The song was over and I took out my headphones.
I was browsing on the massive iMac in the children’s activity room that doubled as our office. My friends and I were in Singapore completing our rabbinic ordination and internship. Most of our responsibilities did not involve computers but still, there were two oversized, latest model desktops at our disposal. This was Singapore and the lines between luxury and necessity were blurry. I plugged my headphones into the computer and listened to some music on Youtube.
It was only last year, while at the yeshiva in Brooklyn, that I discovered rock and roll. I would stay up all night watching Jimmy Page slay on his guitar, drooling carelessly over his exposed chest. Robert Plant, a long haired god, was shrieking into the microphone, making me shiver with delight. There was the somber and cool Eric Clapton, expressionless, but still electrifying my entire body. Then, the nine minute version of Clariforniation Live at Slane Castle, followed by Carlos Santana and Rob Thomas doing Smooth. Of course, the Eagles found their way in there too.

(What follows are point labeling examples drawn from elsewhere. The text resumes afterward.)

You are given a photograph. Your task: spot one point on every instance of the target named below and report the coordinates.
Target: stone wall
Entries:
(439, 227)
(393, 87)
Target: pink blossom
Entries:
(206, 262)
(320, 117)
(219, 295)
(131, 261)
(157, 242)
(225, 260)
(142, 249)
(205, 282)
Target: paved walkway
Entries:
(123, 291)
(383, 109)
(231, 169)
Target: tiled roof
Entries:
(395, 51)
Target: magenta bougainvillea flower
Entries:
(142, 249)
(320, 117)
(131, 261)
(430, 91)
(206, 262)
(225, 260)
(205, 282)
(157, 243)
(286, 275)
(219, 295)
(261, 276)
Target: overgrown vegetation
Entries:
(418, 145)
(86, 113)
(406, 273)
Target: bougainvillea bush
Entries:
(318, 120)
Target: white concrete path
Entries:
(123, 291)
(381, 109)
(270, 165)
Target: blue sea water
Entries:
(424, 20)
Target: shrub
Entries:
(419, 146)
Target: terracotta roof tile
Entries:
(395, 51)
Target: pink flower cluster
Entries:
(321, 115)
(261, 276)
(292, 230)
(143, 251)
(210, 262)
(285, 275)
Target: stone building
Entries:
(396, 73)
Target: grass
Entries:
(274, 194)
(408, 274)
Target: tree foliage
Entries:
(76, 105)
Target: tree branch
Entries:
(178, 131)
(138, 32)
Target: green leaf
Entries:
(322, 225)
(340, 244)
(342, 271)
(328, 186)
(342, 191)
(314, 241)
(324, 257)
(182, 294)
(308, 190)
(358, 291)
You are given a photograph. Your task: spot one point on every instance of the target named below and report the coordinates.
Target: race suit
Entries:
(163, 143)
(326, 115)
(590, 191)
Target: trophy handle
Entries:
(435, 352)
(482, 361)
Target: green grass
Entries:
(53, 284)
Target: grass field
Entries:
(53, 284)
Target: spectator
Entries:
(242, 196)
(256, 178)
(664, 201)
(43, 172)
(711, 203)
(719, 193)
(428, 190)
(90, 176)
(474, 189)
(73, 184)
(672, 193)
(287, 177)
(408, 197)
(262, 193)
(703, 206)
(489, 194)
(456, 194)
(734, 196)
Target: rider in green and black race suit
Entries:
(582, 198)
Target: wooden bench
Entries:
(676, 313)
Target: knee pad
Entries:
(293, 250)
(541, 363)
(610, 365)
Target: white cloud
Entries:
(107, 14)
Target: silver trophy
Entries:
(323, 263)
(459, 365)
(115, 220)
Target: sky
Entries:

By now, I thought myself an expert on secular music and I could find songs I recognized but didn’t really know. There was one song I couldn’t find no matter how hard I tried. I heard it only once on a flight to Argentina three years ago. All I knew is that a woman was singing about rivers and deer.
I googled and googled until finally one result showed, “Sarah McLachlan, River.” I pressed play, and there I was, melting. Everything around me went still and I was flying and soaring all over again.
I found the song! And it was a Christmas song the whole time! The deer in the song were of course Santa’s reindeer, not the deer I imagined.
We were in my one bedroom basement apartment. It was my first Valentine’s Day with a date. Not that I cared much for the holiday, but I wasn’t going to pass up a romantic night with candles and desserts and flowers and dinner followed by passionate love making.
In the morning, we sipped on freshly brewed coffee, exchanging favorite songs. We loved folk, country, and bluegrass. Our days together were like love fests for these genres. I was excited to show off what I knew so I played my favorite song. The one I never told anyone about. “River by Sara McLachlan.”
About five seconds into the song, she looked at me quizzically, “This is not Sara McLachlan’s song, silly!” She took my phone, scrolled and pressed play.
It had been thirteen years since I first and last heard that voice. I recognized it instantly. I was an eighteen-year-old Chassidic yeshiva boy all over again awkwardly boarding an airplane. I became still and everything around me ceased to exist. I was floating, flying, soaring. I opened my eyes for a moment and she was looking at me. On the screen I saw, “River by Joni Mitchell.” Her hauntingly beautiful face adorning the twilight blue album cover.
For thirteen years I hadn’t told a soul about this song. I didn’t know who sang it and what the lyrics were about. But who cares? All those years ago, I was literally flying with Joni Mitchell in the heavens and in some ways, I still am.